US 12,373,324 B1
	System and method for format drift and format anomaly detection
Zhaohui Wang, San Francisco, CA (US); Ryan Gannon, San Francisco, CA (US); Xiao Lin, San Jose, CA (US); and Chandrima Sarkar, Dublin, CA (US)
Assigned to Cisco Technology, Inc., San Jose, CA (US)
Filed by Splunk Inc., San Francisco, CA (US)
Filed on Feb. 2, 2022, as Appl. No. 17/591,535.
Claims priority of provisional application 63/285,997, filed on Dec. 3, 2021.
Int. Cl. G06F 11/34 (2006.01); G06F 16/242 (2019.01); G06F 16/2458 (2019.01)

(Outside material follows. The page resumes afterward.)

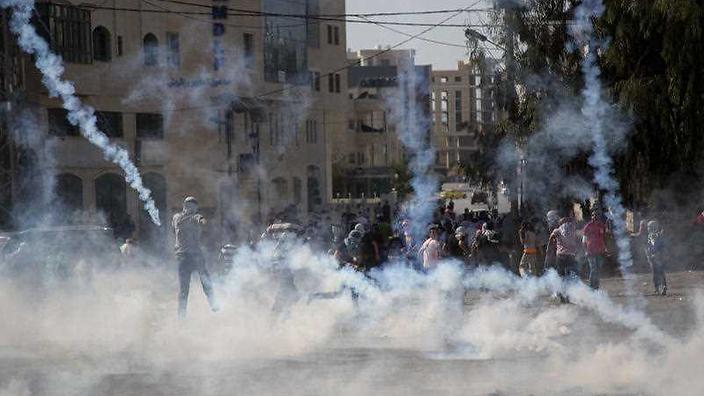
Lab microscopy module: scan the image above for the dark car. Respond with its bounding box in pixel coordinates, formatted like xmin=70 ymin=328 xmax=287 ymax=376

CPC G06F 11/3452 (2013.01) [G06F 16/244 (2019.01); G06F 16/2462 (2019.01)]

23 Claims

1. A computerized method comprising:

extracting a format representation for a first data sample of an incoming data stream by at least accessing a data schema for each field of the first data sample to determine a data point type, wherein the first data sample comprises a plurality of data points, each data point of the plurality of data points is maintained within a field of the first data sample and corresponds to a performance measurement directed to (i) computing resource associated with a source of the incoming data stream or (ii) an operating state of the source of the incoming data stream;

conducting transformations on format representations associated with data point types of the first data sample to produce a first plurality of count values, wherein the transformed format representations associated with each data point type within the first data sample operates as a count reference;

accessing a data schema for each field of a second data sample of the incoming data stream to determine a data point type for identifying changes in field format;

conducting transformations on format representations associated with data point types of a second data sample of the incoming data stream to produce a second plurality of count values, wherein the second plurality of count values identifying a number of occurrences of the transformed format representation associated with each data point type within the second data sample;

computing a first probability distribution based on the first plurality of count values;

computing a second probability distribution based on the second plurality of count values;

conducting analytics using the first probability distribution and the second probability distribution to produce a first metric; and

determining a format drift for the data stream in response to evaluating the first metric to a second metric operating as a threshold metric signifying a format drift condition.